GOP lawmakers in N.H. preserve gay-marriage law
Repeal measure defeated in House despite Republican supermajority
CONCORD, N.H. | New Hampshire lawmakers on Wednesday rejected a bill that would have made their state legislature the first one to repeal a gay-marriage law, handing gay-rights supporters a key victory.
The state House voted 211-116 to kill the measure, ending a push by its new Republican majority to rescind New Hampshire’s 2-year-old gay-marriage law. Nevertheless, both sides are pledging to continue fighting into the fall elections.
Repeal opponents hoped to solidify what they argue is public support for gay marriage in the Northeast, while supporters hoped to reverse the law in a region of the country where gay- rights groups have strength.
”Today is a banner day for the freedom to marry,” said Craig Stowell, cochairman of Standing up For New Hampshire Families, who noted that Republicans hold a 189-seat advantage and was supposed to give conservatives their best shot at repeal. “They blew it. This was supposed to be the most favorable legislative climate for repeal, and they couldn’t even get a majority.”
The Republican-backed bill called for repealing gay marriage in March 2013 and replacing it with a civilunions law that had been in place in 2008 and 2009.
Gay marriages occurring before the repeal took effect would have remained valid, but future gay unions would have been civil unions.
The bill also would have allowed voters to weigh in on the issue through a nonbinding November ballot question.
Rep. David Welch, Kingston Republican, said he had opposed gay marriage, but the time for a repeal was past because “the legislature has given certain rights to members of our community, and now we’re being asked to take them away.”
The National Organization for Marriage has pledged to spend $250,000 to help lawmakers running for re-election who support repealing the law. On the other side, the New Hampshire Republicans of Freedom and Equality PAC is raising money to back Republicans who vote to retain it.
Democrats enacted both the civilunions and gay-marriage laws when they controlled the legislature, and Gov. John Lynch, a Democrat, signed both.
After Republicans took control of the House and Senate in 2010, repeal legislative was introduced, but held over until this year. In Wednesday’s fight, Republicans took the lead on both sides of the debate.

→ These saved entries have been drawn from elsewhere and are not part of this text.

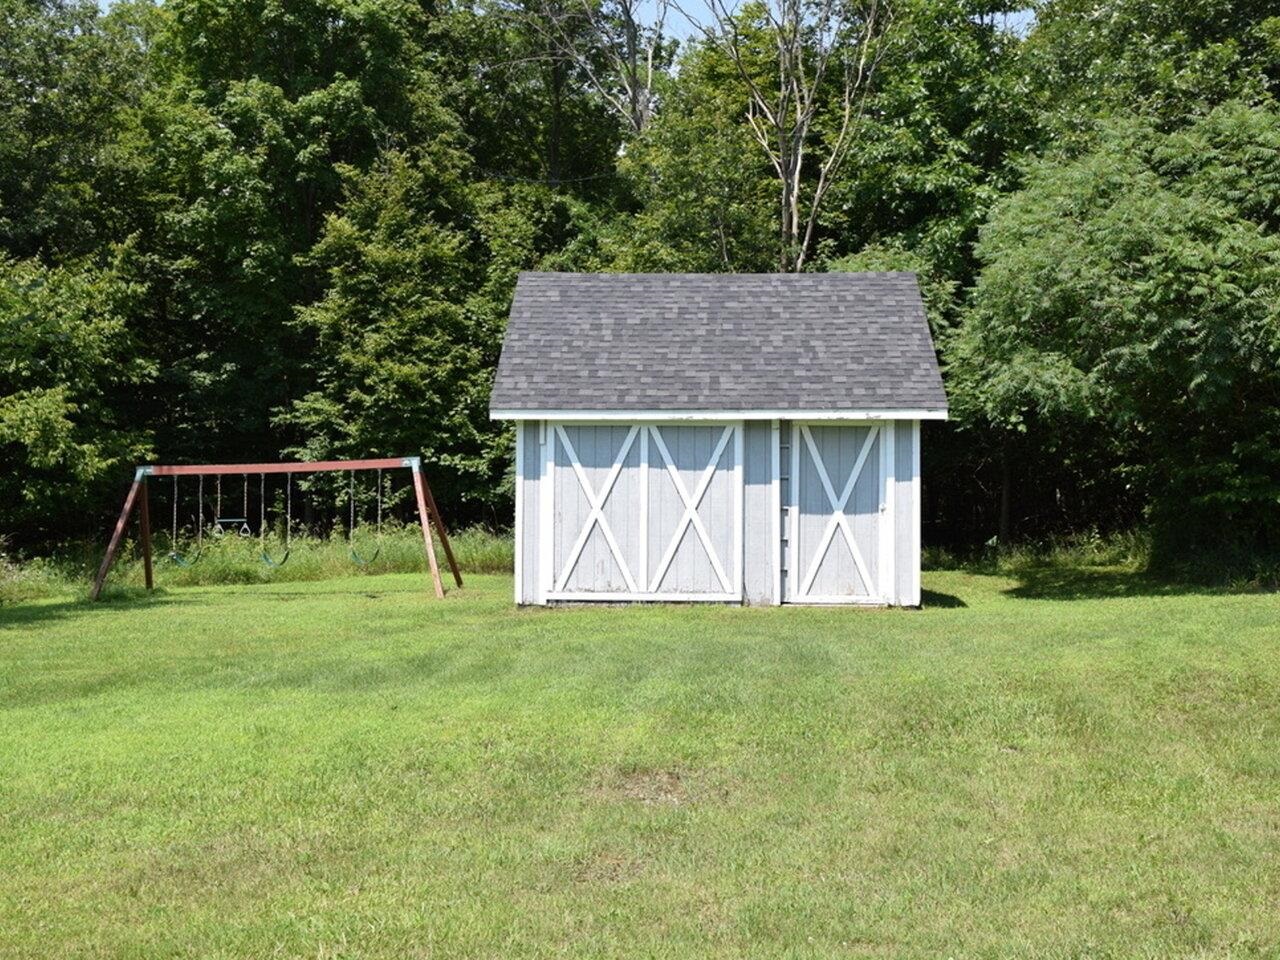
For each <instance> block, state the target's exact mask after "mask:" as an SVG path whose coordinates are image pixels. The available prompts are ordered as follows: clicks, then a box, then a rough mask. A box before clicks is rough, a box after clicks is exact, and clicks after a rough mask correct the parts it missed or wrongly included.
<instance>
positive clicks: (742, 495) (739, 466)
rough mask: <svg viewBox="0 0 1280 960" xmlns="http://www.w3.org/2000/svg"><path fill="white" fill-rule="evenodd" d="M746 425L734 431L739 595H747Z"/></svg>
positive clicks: (734, 521)
mask: <svg viewBox="0 0 1280 960" xmlns="http://www.w3.org/2000/svg"><path fill="white" fill-rule="evenodd" d="M745 433H746V425H745V424H742V422H739V425H737V426H736V428H735V429H733V588H735V589H736V590H737V595H739V596H742V595H745V579H746V577H745V573H746V563H744V561H742V541H744V539H745V538H744V536H742V532H744V531H742V526H744V521H745V517H744V516H742V503H744V499H745V495H746V468H745V467H744V465H742V447H744V436H742V434H745Z"/></svg>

The repeal legislation, sponsored by state Rep. David Bates, would ensure the 1,906 existing same-sex marriages would remain valid if the gaymarriage law is repealed.
Mr. Bates said it would replace the current “illegitimate definition” of marriage with one defining it as between one man and one woman.
State Rep. Warren Groen, Rochester Republican, said gay marriage will open up the definition of marriage to polygamists and others with nontraditional lifestyles.
“We are indeed on a slippery slope,” he said.
Gay-marriage advocates, who have the goal of seeing gay marriage legalized in all six New England states as soon as possible, hailed the defeat of the bill.
“Today’s victory affirmed the equality of New Hampshire’s gay and lesbian citizens,” said Lee Swislow, executive director of Gay & Lesbian Advocates & Defenders.
When Republicans gained control of both the House and the Senate in the last election, “some thought that marriage equality was doomed,” she said.
“But many, many Republicans courageously stood up against repeal” and “we thank them . . . and all the organizations and individuals who worked so hard to protect the freedom to marry,” said Ms. Swislow.
Only seven Republicans in the New Hampshire House of Representatives voted for gay marriage in 2009. “Today, however, approximately 100 voted not to repeal the law,” noted Marc Solomon, national campaign director for Freedom to Marry.